Questions fréquentes au sujet de la communication de crise

Quelle durée se prolonge une polémique publique standard ?

Le pic de tension se prolonge en règle générale sur trois à quatorze jours, mais les effets sur la marque menacent de s'étirer sur 6 à 18 mois. La sortie de crise complète réclame dans la quasi-totalité des cas une stratégie de restauration pluriannuel.

Est-il pertinent de s'exprimer à travers les comptes sociaux durant une crise ?

Oui, mais avec méthode. Le mutisme au sein de les médias sociaux offre tout l'espace au profit des critiques. Néanmoins réagir dans la précipitation, sans approbation, peut tout à fait aggraver le sujet. Le réflexe à avoir : répondre certes, cependant invariablement avec un contenu verrouillé par la task force. Désactivez en parallèle les publications automatisés sans rapport avec la crise — un contenu promotionnel qui surgit au mauvais moment décuple le ressenti d'indifférence.

Dans quel cas faire appel à l'expertise d' une agence externe ?

De préférence, avant que la crise n'éclate. Chaque cabinet spécialisé chevronné offre une expertise approfondie, un point de vue tiers appréciable en situation d'urgence, et un carnet d'adresses presse déjà mobilisable. Néanmoins, recourir aux services d' un cabinet au plus fort de la crise s'avère toujours préférable à la posture de naviguer à vue la moindre situation sensible.

À combien chiffrer une intervention de communication sensible ?

Le coût de la moindre accompagnement diffère sensiblement au regard de la complexité de la tempête, chaque prolongation ainsi que le spectre d'action. Toute mission d'urgence sur une période d' une à deux semaines s'engage le plus souvent autour de près de 25 000 € HT, tandis qu'un suivi long terme, comportant gestion de la résorption comme stratégie de restauration sur la marque, réussit à monter à 150 000 à 300 000 € HT. Le moindre calcul sur mesure est communiqué sans engagement en 48 heures ouvrées.

En conclusion : la crise comme moment fondateur

Bien conduite, une crise de communication peut tout à fait renforcer la réputation d'une structure. Les interlocuteurs notent davantage moins les erreurs que la qualité de la moindre riposte. Les entreprises qui ressortent consolidées d'une crise restent de façon presque mécanique exactement celles qui ont suivi sans dévier ces sept étapes.

S'adjoindre d'une véritable agence de communication de crise expérimenté comme LaFrenchCom conduit à pleinement faire de toute crise grave en illustration de professionnalisme.
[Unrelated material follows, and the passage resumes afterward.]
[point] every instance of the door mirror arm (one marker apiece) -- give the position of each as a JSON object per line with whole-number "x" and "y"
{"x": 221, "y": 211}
Forts de une décennie et demie de pratique, 840 entreprises accompagnées et 2 980 missions menées, l'ensemble de notre cabinet accompagne au profit des dirigeants exposés à toutes les épreuves les plus exigeantes.

Notre hotline 24/7 reste joignable au 01 79 75 70 05 en vue de chaque dirigeant guider au moment des les premiers signes. Ne tardez pas qu'une crise ne hors de portée : anticiper coûte toujours sensiblement moins cher par rapport à reconstruire.

Que vous incarniez une ETI cotée, patron sous les feux, cabinet de droit exposé au sein d' une affaire sensible, ou gestionnaire de chaque copropriété frappée par un événement imprévu, chacune de nos experts savent ajuster chaque action conformément à chaque configuration. Contactez-nous sans attendre en vue d' un cadrage en toute discrétion.